“churchy duties”

Here’s more from Michael Frost’s book, Exiles.  Remember that Frost considers followers of Jesus in North America today to be exiles, strangers away from home in a foreign land.  What are your thoughts about this quote?

"Our churches, under the guise of doing the work of Christ, are inadvertently sucking us away from the very people that Jesus would want us to hang out with… Read the dangerous stories in the Gospels, and then tell me that Jesus wants you to be so busy with church activities… Exiles have figured out that churches don’t value people who won’t turn up for every meeting, attend every event, and locate all their significant friendships within the congregation… Exiles have realized that they are to practice the presence of Christ right under people’s noses, where the wonderful aroma of Jesus can be sensed." (pp.63-64)

2 Comments

  1. Sounds like an endless loop, Rob.

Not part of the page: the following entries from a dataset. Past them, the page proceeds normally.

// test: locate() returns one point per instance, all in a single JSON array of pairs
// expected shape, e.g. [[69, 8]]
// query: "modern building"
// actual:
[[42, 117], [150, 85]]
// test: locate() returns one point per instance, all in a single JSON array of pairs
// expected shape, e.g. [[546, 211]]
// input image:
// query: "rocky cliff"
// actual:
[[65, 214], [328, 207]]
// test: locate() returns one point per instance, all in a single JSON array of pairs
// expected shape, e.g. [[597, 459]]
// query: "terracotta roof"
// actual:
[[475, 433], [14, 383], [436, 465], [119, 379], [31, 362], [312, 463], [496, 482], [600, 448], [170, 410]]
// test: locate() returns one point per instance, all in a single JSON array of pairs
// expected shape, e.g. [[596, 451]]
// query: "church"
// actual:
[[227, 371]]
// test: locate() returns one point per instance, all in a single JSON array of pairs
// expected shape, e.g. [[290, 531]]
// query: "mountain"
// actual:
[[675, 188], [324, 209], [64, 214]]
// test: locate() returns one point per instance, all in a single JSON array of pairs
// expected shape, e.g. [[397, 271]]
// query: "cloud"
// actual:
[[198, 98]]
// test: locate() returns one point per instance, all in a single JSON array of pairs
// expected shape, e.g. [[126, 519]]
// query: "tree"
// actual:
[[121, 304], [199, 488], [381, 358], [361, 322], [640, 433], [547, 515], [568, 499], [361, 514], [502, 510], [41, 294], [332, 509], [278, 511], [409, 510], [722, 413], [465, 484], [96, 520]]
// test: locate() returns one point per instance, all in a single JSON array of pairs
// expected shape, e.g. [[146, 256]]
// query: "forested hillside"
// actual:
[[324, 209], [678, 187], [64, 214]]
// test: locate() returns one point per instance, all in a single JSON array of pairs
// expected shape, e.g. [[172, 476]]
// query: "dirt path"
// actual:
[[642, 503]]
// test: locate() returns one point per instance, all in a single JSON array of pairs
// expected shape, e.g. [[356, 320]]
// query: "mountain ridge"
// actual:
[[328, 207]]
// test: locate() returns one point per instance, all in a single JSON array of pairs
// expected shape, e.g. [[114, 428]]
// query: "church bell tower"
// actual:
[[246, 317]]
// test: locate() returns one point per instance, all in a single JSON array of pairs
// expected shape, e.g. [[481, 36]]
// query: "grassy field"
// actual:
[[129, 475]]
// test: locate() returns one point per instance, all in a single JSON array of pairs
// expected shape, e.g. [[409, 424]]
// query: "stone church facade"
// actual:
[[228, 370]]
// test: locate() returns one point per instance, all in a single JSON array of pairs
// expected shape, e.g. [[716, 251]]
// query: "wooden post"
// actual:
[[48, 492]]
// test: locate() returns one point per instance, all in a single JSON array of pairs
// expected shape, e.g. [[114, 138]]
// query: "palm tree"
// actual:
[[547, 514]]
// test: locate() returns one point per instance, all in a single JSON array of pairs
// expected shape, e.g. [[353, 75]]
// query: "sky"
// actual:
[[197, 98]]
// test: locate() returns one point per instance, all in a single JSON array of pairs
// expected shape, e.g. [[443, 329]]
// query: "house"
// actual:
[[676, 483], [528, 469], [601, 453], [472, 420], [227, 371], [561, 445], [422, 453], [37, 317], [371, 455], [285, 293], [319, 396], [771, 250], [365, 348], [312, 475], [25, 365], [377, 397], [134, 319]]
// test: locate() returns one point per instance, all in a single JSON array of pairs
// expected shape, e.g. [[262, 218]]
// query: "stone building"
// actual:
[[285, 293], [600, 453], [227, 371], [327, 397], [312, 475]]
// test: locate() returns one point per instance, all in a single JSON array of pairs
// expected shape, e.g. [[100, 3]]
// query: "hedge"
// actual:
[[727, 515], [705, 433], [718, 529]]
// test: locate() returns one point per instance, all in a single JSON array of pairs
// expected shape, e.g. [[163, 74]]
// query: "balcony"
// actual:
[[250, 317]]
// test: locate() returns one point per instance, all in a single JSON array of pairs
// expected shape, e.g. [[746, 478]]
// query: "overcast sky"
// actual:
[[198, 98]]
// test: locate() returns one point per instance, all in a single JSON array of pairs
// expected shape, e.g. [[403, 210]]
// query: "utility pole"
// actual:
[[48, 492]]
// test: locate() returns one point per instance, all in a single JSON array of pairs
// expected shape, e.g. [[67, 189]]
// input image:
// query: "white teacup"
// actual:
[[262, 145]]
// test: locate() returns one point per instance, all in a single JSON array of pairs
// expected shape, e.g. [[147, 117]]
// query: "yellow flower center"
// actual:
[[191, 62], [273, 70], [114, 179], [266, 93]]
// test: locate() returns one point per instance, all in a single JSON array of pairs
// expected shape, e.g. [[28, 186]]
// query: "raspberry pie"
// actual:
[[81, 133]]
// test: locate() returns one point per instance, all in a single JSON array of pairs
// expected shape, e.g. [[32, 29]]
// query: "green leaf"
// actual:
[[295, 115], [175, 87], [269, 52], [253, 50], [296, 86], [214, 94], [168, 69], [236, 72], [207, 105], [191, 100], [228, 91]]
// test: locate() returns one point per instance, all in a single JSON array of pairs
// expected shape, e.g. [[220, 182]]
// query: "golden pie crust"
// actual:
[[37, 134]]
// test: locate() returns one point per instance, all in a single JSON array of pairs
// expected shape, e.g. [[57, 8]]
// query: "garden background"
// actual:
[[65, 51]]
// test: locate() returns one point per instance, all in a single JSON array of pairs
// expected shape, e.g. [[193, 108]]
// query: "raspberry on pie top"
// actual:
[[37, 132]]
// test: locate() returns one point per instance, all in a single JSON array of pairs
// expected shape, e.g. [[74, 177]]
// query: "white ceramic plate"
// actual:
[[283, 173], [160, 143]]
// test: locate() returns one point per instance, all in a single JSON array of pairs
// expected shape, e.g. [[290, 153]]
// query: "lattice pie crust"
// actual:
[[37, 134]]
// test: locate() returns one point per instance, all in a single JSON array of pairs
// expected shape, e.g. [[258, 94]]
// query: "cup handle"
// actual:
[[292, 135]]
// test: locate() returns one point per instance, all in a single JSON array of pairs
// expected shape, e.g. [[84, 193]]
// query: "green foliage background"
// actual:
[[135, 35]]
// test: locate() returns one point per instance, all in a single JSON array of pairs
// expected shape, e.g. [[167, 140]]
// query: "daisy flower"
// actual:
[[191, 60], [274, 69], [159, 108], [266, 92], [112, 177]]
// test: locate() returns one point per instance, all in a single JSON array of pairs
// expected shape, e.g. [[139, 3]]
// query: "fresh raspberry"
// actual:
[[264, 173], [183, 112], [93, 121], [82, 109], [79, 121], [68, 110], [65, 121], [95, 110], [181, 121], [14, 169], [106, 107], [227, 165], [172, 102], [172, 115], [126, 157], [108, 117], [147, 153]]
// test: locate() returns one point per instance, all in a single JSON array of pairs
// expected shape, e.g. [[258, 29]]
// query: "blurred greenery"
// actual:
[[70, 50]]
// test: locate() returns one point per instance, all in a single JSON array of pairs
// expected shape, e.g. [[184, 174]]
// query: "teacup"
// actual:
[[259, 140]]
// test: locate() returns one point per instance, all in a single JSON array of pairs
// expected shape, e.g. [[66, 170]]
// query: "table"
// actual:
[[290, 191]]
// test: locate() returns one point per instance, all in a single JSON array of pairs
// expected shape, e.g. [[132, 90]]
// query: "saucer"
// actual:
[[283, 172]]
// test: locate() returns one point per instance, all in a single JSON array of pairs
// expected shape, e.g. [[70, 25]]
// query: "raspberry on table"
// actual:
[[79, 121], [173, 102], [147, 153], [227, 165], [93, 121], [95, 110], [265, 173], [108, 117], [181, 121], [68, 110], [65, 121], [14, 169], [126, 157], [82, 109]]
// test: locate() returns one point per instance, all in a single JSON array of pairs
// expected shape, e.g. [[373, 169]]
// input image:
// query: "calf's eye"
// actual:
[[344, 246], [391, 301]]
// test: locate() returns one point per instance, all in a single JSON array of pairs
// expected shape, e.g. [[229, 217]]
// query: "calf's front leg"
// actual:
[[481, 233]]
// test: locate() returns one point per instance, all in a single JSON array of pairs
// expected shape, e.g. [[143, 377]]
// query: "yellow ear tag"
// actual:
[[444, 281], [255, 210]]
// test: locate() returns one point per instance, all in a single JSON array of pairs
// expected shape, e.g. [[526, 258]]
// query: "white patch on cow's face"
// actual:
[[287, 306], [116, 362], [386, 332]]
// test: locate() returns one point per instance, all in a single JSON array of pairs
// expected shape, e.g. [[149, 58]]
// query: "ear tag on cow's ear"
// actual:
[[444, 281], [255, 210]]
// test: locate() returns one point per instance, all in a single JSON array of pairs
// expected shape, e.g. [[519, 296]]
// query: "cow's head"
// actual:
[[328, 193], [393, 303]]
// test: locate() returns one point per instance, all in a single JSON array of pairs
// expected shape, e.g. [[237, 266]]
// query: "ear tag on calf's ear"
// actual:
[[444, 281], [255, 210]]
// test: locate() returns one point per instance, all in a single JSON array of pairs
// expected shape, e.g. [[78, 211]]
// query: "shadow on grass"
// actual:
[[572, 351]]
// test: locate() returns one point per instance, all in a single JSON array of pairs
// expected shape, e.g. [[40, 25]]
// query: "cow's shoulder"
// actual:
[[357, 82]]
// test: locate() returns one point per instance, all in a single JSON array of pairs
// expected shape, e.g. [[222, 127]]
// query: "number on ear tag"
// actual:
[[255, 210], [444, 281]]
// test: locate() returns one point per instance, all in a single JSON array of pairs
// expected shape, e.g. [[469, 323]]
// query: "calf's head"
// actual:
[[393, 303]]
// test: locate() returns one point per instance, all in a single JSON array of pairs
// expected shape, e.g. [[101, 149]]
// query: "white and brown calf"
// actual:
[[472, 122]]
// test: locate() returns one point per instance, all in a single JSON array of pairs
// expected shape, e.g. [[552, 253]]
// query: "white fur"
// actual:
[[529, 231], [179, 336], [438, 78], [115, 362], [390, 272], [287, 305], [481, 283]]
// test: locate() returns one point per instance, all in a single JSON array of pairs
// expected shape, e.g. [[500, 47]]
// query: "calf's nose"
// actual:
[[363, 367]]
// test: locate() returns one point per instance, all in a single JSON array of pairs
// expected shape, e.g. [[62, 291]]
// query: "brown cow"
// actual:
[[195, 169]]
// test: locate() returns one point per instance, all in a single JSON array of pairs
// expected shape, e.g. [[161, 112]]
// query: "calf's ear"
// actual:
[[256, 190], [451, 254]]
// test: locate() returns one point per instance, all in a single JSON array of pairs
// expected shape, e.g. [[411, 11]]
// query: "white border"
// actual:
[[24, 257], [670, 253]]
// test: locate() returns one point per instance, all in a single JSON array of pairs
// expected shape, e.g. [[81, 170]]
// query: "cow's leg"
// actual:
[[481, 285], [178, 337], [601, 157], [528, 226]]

How can we redeem the organization, the institution, of the local church? What architecture, what structure of leadership can we practically devise that keeps us from becomming a committee-run, budget-bashing behometh while still pursuing our ultimate aims?

  2. True, very true.
    I remember Reggie McNeal making a similar comment in “Present Future” about church work as servicing spiritual seekers and Clapp in “Peculiar People” comparing ministers to organizational managers.
    The hope that we ministers keep in this ugly and somewhat true analysis is that our management service just might better prepare others (multiplication) who will live well in their contexts. That is, if the organization is not taking up all their time.